Toutefois, les négociations difficiles entre Paris et Berlin au seul sujet du SCAF, ont montré qu’au delà de ce constat initial, chaque pays suivait une trajectoire industrielle et politique propre, engendrant des tensions sévères et des arbitrages difficiles. En effet, en tenant compte du seul paramètre budgétaire et éventuellement technologique, on fait abstraction du fait que chacun de ces pays dispose déjà d’une industrie aéronautique de défense, dont la survie dépend en partie de la charge industrielle qui lui sera attribuée par les Etats eux-mêmes dans les années et décennies à venir. Ainsi, lorsque l’allemand Hensoldt a été désigné à la tête du pilier senseurs du programme SCAF, cela s’est nécessairement fait au détriment du français Thales, qui de fait aura beaucoup de difficulté à maintenir à niveau ses compétences dans certains de ces domaines clés, ceci engendrant des conséquences notables sur l’autonomie stratégique à venir du pays, mais également sur l’emploi, et donc sur le retour budgétaire aux investissements d’Etat de l’ensemble de l’industrie de défense française.

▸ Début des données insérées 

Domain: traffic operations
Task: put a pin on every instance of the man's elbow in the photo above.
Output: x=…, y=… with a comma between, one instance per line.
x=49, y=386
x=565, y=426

ngws front FCAS Allemagne | Analyses Défense | Armes nucléaires
Les deux programmes européens à venir partagent les mêmes paradigmes opérationnels, basés sur un système de systèmes, et l’utilisation massive de drones pour accroitre l’efficacité opérationnelle des avions pilotés

Plus récemment, l’exemple du programme Tigre 3, qui devait initialement rassembler Paris, Madrid et Berlin, mais qui voit de manière inéluctable ce dernier s’en éloigner au profit de l’achat d’hélicoptères de combat américains Apache AH-64E, montre également que même lorsqu’un programme est avancé, le programme Tigre étant à l’oeuvre depuis plus de 25 ans, un partenaire peut faire défection, ce qui créé pour les partenaires restants d’importants problèmes de soutenabilité. Ces aspects sont d’autant plus sensibles et notables lorsque les états suivent des trajectoires géopolitiques ou ont des ambitions industrielles divergentes, voire en certains aspects concurrentes, ou que leurs doctrines de défense ont un faible taux de recoupement. C’est, à ce titre, notamment l’une des raisons qui entravent aujourd’hui le bon déroulement du programme MGCS. Et plus le programme est sensible, plus la coopération suppose une proximité de vue à l’échelle stratégique, ce qui est loin d’être le cas entre une France attachée à son indépendance stratégique, une Allemagne qui s’estime leader européen, une Grande-Bretagne et une Italie qui se positionnent comme les pivots de la coopération entre Europe et Etats-Unis, et une Suède qui reste attachée à sa neutralité.

Des obstacles et menaces majeures pour La Défense française et son industrie

En effet, dans l’hypothèse d’une fusion entre les deux programmes européens, de nombreuses difficultés se dresseront pour faire cohabiter des ambitions et des postures stratégiques divergentes, en particulier concernant la France. Ainsi, pour Paris, le SCAF et son avion de combat principal NGF (Next Generation Fighter .. et oui on mélange des acronymes français et anglais pour plus de simplicité), devra être le remplaçant du Rafale, c’est à un dire un appareil polyvalent capable d’assurer aussi bien les missions de supériorité aérienne que les frappes terrestres et navales. En outre, il devra remplacer les Rafale M à bord du futur porte-avions nucléaire de nouvelle génération qui entre en service en 2038 pour remplacer le Charles de Gaulle, ainsi que les Rafale B qui arment les deux escadrons de la composante aérienne stratégique française, en mettant en oeuvre le remplaçant du missile de croisière supersonique ASMPA.